Bolt, an Estonia-based startup that operates on-demand ride hailing, shared cars and scooters, as well as a restaurant and grocery delivery service, announced it has raised €628mn, giving it a valuation of €7.4bn ($8.4bn).
Bolt will be using the funds to continue expanding to new geographies and to bring more consumers and partners to its “super app”. It also aims to develop newer business lines, such as its 15-minute grocery delivery option Bolt Market, and to build “dark stores” in more cities to expand the service beyond the 10 where it’s active today.
“All of our business units are growing,” founder and CEO Markus Villig said in an interview. Villig said that even its most mature business, ride hailing, “is seeing double digit growth,” while the newer businesses, being smaller, are expanding even faster. “The new trend of last year is that private cars are a bad thing and increasingly people want to use other forms of mobility.” He added that Bolt is working on partnering with more city governments to build out its services as part of their updated transportation strategies.
Bolt’s growth is also notable considering the difficulties that some of its competitors have been facing in the wake of COVID-19. First the pandemic had a major chilling effect on people being willing to go into a vehicle where they have to sit in a closed-in space with another person (the driver). That situation was then compounded when things picked up again, but so quickly that many services are suffering from a shortage of drivers, not passengers.
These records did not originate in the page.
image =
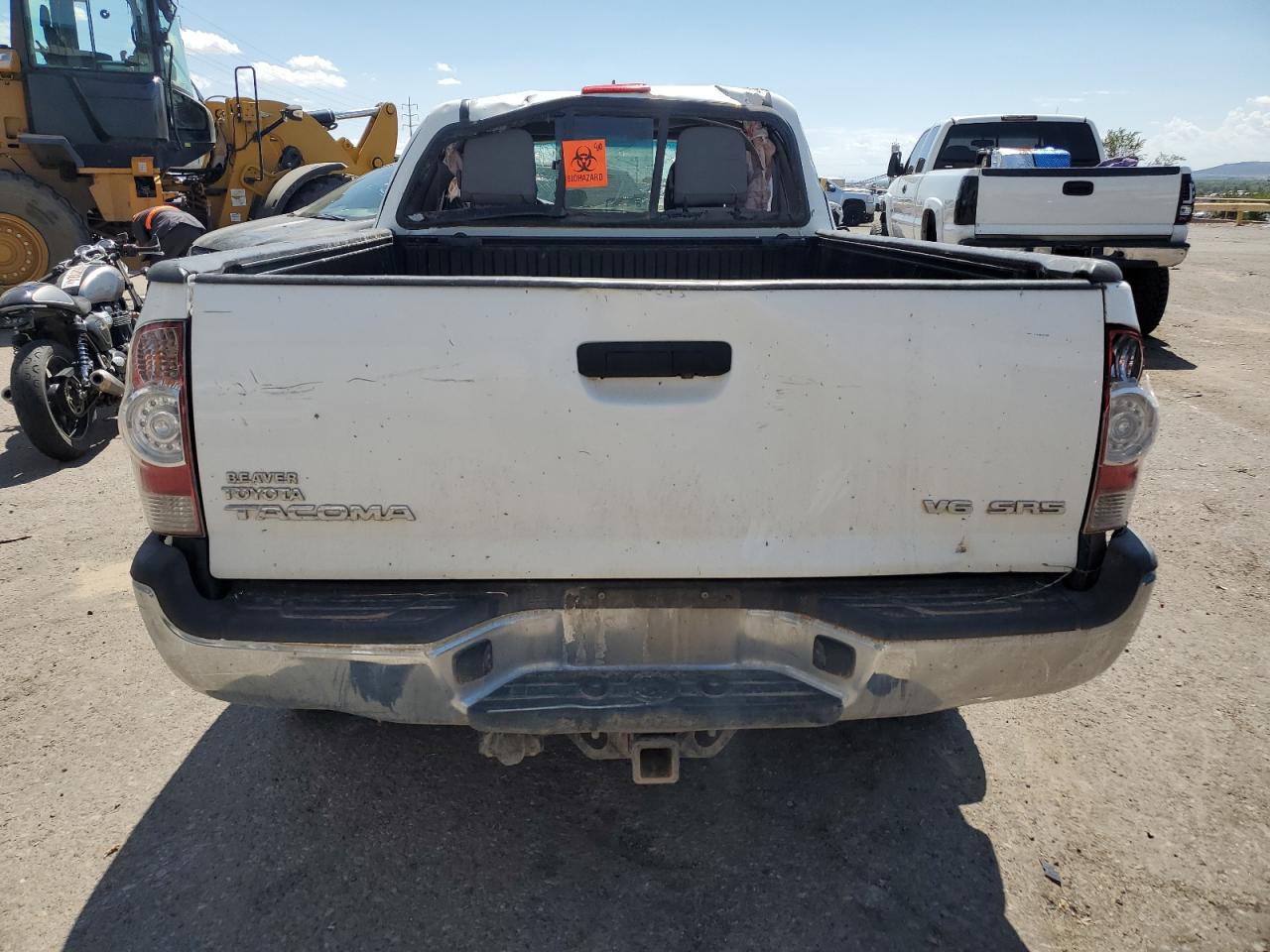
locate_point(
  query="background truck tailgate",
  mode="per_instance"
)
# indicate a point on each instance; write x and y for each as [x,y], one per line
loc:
[1123,202]
[843,411]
Villig admitted that Bolt, too, faced some “short-term fluctuations” in demand when the lockdowns first started. But it has made attracting and keeping drivers a major focus by paying out better commissions than its rivals. Typically, Villig said, it will pay between 10% and 20% better than competitors.
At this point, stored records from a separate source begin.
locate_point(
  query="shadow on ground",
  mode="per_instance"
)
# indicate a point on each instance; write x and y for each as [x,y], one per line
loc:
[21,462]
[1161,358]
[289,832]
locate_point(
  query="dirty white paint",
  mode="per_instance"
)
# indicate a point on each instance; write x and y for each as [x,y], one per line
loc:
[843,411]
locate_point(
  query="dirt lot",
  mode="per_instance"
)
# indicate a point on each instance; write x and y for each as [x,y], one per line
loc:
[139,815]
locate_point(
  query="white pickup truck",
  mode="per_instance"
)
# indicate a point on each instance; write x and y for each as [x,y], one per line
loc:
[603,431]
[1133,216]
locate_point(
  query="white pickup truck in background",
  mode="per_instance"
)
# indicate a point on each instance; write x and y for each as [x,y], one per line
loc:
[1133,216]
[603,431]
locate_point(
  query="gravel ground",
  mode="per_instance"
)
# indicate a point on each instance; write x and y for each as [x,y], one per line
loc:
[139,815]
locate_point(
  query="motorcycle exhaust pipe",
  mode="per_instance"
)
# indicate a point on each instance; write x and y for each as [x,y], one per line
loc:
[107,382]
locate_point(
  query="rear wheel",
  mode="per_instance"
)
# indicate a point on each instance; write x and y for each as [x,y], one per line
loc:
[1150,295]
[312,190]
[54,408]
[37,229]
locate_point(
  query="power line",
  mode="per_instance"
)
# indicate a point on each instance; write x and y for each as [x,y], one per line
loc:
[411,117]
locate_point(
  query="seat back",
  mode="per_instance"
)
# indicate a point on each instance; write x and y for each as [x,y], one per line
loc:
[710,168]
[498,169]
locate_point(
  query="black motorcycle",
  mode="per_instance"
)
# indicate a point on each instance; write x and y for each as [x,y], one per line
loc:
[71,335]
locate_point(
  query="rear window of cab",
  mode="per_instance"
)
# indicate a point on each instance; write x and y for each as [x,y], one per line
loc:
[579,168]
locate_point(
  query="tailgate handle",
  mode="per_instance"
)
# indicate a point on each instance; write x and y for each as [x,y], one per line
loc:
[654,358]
Bolt was founded eight years ago in Tallinn, Estonia (originally as Taxify), with a mission to bring ride hailing to emerging markets and countries where others like Uber had yet to gain a strong foothold, a strategy that it used to expand modestly across regions like Central and Eastern Europe and Africa, in the process attracting investors like China’s Didi — itself having built a massive business in its own home emerging market. Didi quietly divested its stake in Bolt last year.
Over time, the focus has remained on Europe and Africa, but Bolt found that a lot of its learnings from those first launches could just as easily be applied in more developed countries, with more lucrative payoffs.